While 16:9 (1.78:1) was initially selected as a compromise format, the subsequent popularity of HDTV broadcast has solidified 16:9 as perhaps the most important video aspect ratio for the future. Most 4:3 (1.33:1) and 2.39:1 video is now recorded using a "shoot and protect" technique that keeps the main action within a 16:9 (1.78:1) inner rectangle to facilitate HD broadcast.. Conversely it is quite common to use a technique known as center-cutting, to approach the challenge of presenting material shot (typically 16:9) to both a HD and legacy 4:3 audience simultaneously without having to compromise image size for either audience. Content creators frame critical content or graphics to fit within the 1.33 raster space. Audiences generally do not see such centrally framed information as distracting. However, audiences of 16:9 ratio scenes can find odd moving elements that are centrally framed. 4:3 content upconverted to a 16:9 standard is generally referred to as pillar boxed and many high definition television networks have adopted decoratively branded logos to fill the null area.

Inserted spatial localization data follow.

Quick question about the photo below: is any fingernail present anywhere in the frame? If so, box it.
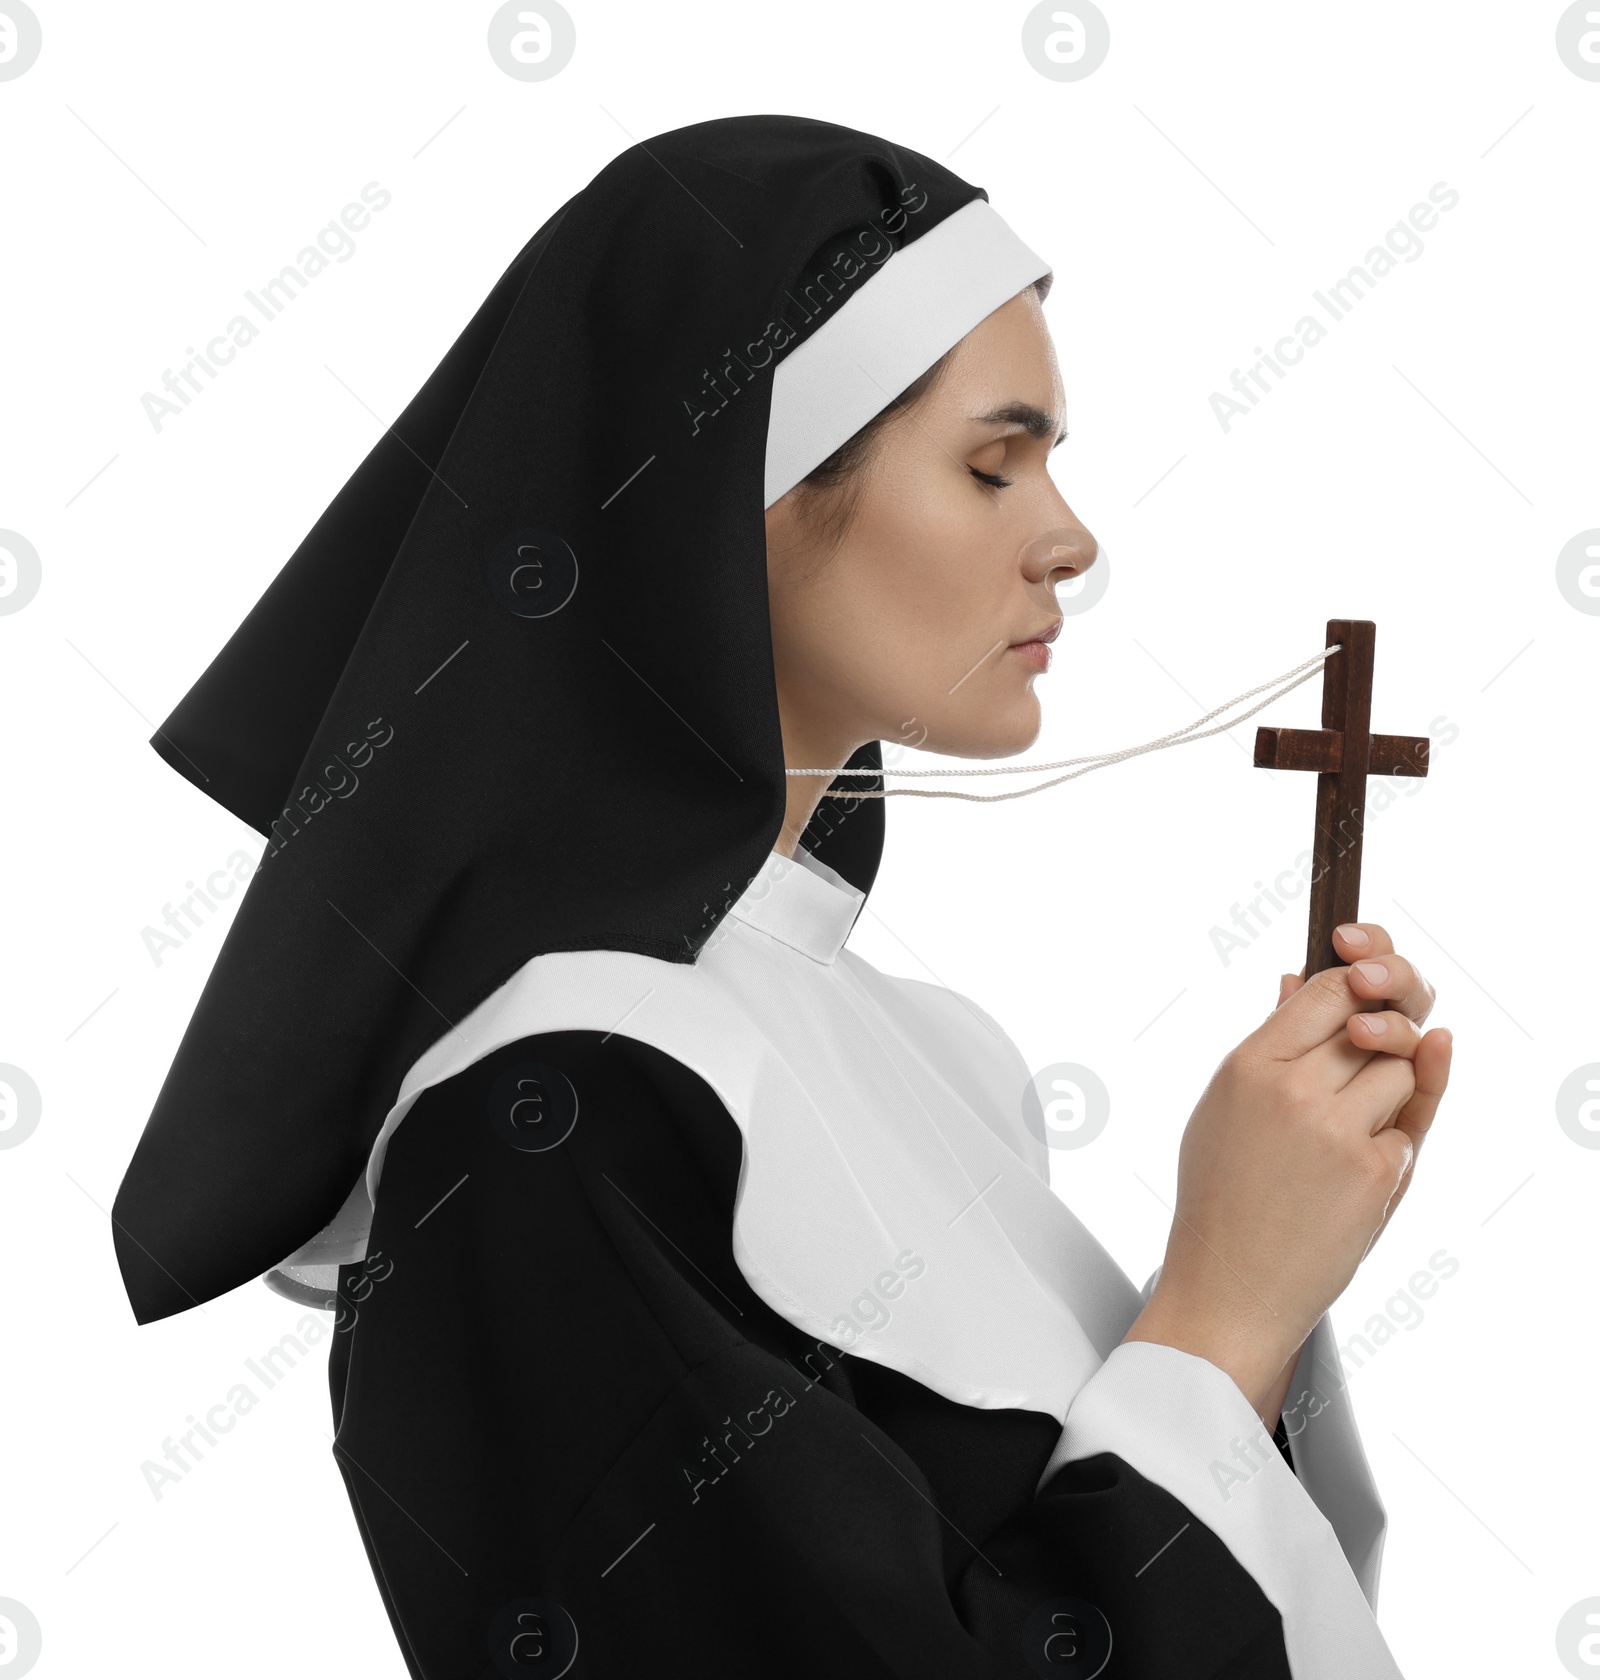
[1336,924,1369,947]
[1362,1013,1389,1035]
[1355,960,1389,986]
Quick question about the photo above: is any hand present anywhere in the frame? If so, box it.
[1275,922,1451,1257]
[1124,921,1453,1416]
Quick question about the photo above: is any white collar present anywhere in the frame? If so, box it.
[724,845,865,964]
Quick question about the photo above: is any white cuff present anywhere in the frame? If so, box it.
[1035,1336,1402,1680]
[1123,1266,1387,1607]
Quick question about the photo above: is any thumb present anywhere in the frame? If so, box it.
[1369,1124,1415,1195]
[1359,1126,1416,1260]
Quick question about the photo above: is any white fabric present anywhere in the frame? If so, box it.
[1122,1263,1389,1618]
[270,845,1396,1677]
[1043,1338,1398,1678]
[1280,1309,1390,1605]
[763,197,1052,507]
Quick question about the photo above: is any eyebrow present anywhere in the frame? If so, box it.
[974,401,1069,449]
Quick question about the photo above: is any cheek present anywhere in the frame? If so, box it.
[835,495,1020,720]
[857,480,998,629]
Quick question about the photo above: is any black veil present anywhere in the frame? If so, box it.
[112,115,1021,1324]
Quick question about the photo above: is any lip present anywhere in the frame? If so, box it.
[1006,617,1061,675]
[1007,617,1062,649]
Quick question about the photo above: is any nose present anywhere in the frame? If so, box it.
[1020,519,1098,587]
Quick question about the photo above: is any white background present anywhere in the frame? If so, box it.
[2,3,1596,1676]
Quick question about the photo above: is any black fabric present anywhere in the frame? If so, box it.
[111,114,1003,1324]
[328,1032,1291,1679]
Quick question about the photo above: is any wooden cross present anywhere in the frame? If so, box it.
[1253,620,1430,978]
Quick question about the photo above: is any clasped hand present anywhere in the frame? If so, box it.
[1125,921,1453,1422]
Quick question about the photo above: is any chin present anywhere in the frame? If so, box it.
[921,693,1042,762]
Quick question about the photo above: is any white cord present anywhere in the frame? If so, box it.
[787,642,1340,803]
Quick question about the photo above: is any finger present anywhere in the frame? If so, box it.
[1368,1120,1415,1196]
[1331,922,1395,961]
[1331,1055,1418,1256]
[1365,1028,1452,1250]
[1345,951,1438,1028]
[1359,1143,1413,1263]
[1336,1046,1419,1140]
[1276,972,1305,1008]
[1242,963,1389,1062]
[1294,1006,1425,1092]
[1343,1008,1425,1060]
[1388,1027,1452,1160]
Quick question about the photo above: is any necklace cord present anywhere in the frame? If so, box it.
[786,642,1342,803]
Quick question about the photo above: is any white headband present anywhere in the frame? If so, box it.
[763,197,1052,509]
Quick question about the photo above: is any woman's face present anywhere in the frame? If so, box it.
[765,287,1098,768]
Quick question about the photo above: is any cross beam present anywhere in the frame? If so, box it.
[1254,620,1430,978]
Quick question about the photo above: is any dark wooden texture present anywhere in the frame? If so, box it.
[1253,620,1430,978]
[1252,728,1430,778]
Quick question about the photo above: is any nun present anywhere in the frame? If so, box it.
[112,115,1450,1678]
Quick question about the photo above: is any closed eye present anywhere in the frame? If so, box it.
[969,466,1014,490]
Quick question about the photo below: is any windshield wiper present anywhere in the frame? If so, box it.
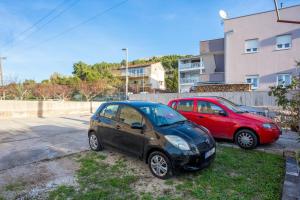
[236,111,247,113]
[158,120,186,127]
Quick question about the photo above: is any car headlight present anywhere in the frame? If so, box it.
[262,123,274,129]
[165,135,190,151]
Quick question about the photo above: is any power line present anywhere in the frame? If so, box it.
[23,0,129,51]
[1,0,68,50]
[4,0,81,53]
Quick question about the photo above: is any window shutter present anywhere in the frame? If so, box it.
[276,35,291,45]
[245,39,258,49]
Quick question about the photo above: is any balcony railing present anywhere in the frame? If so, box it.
[198,72,225,83]
[121,72,147,77]
[179,62,203,70]
[180,77,200,84]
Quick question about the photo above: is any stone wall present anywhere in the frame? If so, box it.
[193,84,251,92]
[0,100,104,119]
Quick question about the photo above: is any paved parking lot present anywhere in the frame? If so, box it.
[0,115,299,171]
[0,115,90,171]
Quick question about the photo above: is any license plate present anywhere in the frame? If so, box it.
[205,147,215,159]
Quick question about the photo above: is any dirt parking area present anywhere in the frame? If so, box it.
[0,115,299,199]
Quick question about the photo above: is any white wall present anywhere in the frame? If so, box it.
[150,63,165,90]
[0,101,104,119]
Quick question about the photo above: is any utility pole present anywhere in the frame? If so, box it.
[0,56,6,87]
[122,48,128,100]
[142,72,145,92]
[0,56,6,100]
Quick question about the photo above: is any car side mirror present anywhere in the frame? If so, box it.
[131,122,143,129]
[218,110,227,116]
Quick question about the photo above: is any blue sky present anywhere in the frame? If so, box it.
[0,0,299,82]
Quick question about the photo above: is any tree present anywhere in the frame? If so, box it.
[73,61,100,82]
[6,82,31,100]
[33,83,53,100]
[77,80,110,101]
[53,84,73,101]
[165,69,178,92]
[269,61,300,134]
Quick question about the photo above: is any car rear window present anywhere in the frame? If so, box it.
[177,100,194,112]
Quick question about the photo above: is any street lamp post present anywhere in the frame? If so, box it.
[122,48,128,100]
[0,56,6,100]
[0,56,6,87]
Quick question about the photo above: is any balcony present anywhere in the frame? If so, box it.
[198,72,225,83]
[121,72,147,77]
[179,62,203,71]
[180,77,200,84]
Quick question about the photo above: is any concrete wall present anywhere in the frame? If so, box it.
[0,100,104,119]
[129,91,277,107]
[224,5,300,90]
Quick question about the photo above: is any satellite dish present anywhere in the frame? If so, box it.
[219,10,228,19]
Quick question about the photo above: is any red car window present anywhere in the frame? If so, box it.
[170,101,177,109]
[177,100,194,112]
[197,101,223,114]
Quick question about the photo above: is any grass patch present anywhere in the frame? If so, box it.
[48,152,138,200]
[175,146,284,200]
[48,185,75,200]
[48,146,284,200]
[5,181,26,192]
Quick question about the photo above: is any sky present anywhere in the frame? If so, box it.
[0,0,299,82]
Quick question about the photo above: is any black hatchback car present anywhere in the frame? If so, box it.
[88,101,216,179]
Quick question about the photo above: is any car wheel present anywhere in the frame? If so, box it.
[235,129,258,149]
[148,151,173,179]
[89,132,103,151]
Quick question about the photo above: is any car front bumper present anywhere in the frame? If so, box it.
[169,146,216,171]
[259,128,281,144]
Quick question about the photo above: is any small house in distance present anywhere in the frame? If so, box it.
[117,62,166,94]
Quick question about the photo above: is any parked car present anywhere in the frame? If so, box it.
[88,101,216,179]
[168,97,281,149]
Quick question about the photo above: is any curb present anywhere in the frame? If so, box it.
[217,142,284,156]
[281,154,300,200]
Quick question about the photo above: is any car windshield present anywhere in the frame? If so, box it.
[217,98,245,113]
[138,104,186,127]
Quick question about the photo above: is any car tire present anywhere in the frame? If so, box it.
[148,151,173,179]
[235,129,258,149]
[89,132,103,151]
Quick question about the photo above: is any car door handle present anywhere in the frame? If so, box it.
[198,116,205,118]
[116,125,121,129]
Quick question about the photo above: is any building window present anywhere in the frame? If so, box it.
[276,35,291,50]
[246,75,259,90]
[245,39,259,53]
[277,74,291,87]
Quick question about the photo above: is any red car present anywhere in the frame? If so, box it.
[168,97,281,149]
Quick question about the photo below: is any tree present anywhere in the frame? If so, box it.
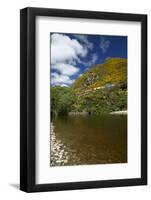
[51,86,76,116]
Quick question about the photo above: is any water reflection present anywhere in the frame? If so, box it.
[50,115,127,166]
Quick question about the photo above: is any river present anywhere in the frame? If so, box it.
[50,115,127,166]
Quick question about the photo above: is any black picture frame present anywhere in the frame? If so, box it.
[20,7,147,192]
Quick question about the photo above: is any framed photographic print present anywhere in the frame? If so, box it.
[20,7,147,192]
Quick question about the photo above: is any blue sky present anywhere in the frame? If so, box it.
[50,33,127,86]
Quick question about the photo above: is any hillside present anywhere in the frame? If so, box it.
[51,58,127,116]
[71,58,127,114]
[73,58,127,95]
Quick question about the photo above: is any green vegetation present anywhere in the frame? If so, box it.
[51,58,127,116]
[73,85,127,114]
[73,58,127,93]
[51,86,76,116]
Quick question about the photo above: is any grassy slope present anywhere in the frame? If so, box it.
[72,58,127,114]
[73,58,127,93]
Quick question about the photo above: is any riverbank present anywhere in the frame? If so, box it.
[68,110,127,116]
[69,111,88,115]
[110,110,127,115]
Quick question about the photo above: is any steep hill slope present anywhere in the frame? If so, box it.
[71,58,127,114]
[73,58,127,94]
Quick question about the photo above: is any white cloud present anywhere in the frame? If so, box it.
[59,83,69,87]
[100,37,110,53]
[51,72,74,85]
[51,63,79,76]
[51,33,87,65]
[68,60,76,65]
[50,33,96,86]
[82,53,98,67]
[91,53,98,65]
[74,34,93,50]
[78,73,83,77]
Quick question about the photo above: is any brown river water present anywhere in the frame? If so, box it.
[50,115,127,166]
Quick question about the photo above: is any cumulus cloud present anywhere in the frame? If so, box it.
[51,33,87,65]
[51,63,79,76]
[100,37,110,53]
[50,33,98,86]
[74,34,93,50]
[51,72,73,86]
[50,33,90,86]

After the original 16:9 Action Plan of the early 1990s, the European Union has instituted the 16:9 Action Plan, just to accelerate the development of the advanced television services in 16:9 aspect ratio, both in PAL and also in HDTV. The Community fund for the 16:9 Action Plan amounted to €228 million.

#### 16:9 in Europe

In Europe, 16:9 is being adopted as the standard broadcast format for digital and high definition TV. Some countries have even adopted the format for analog television by means of the PALplus standard.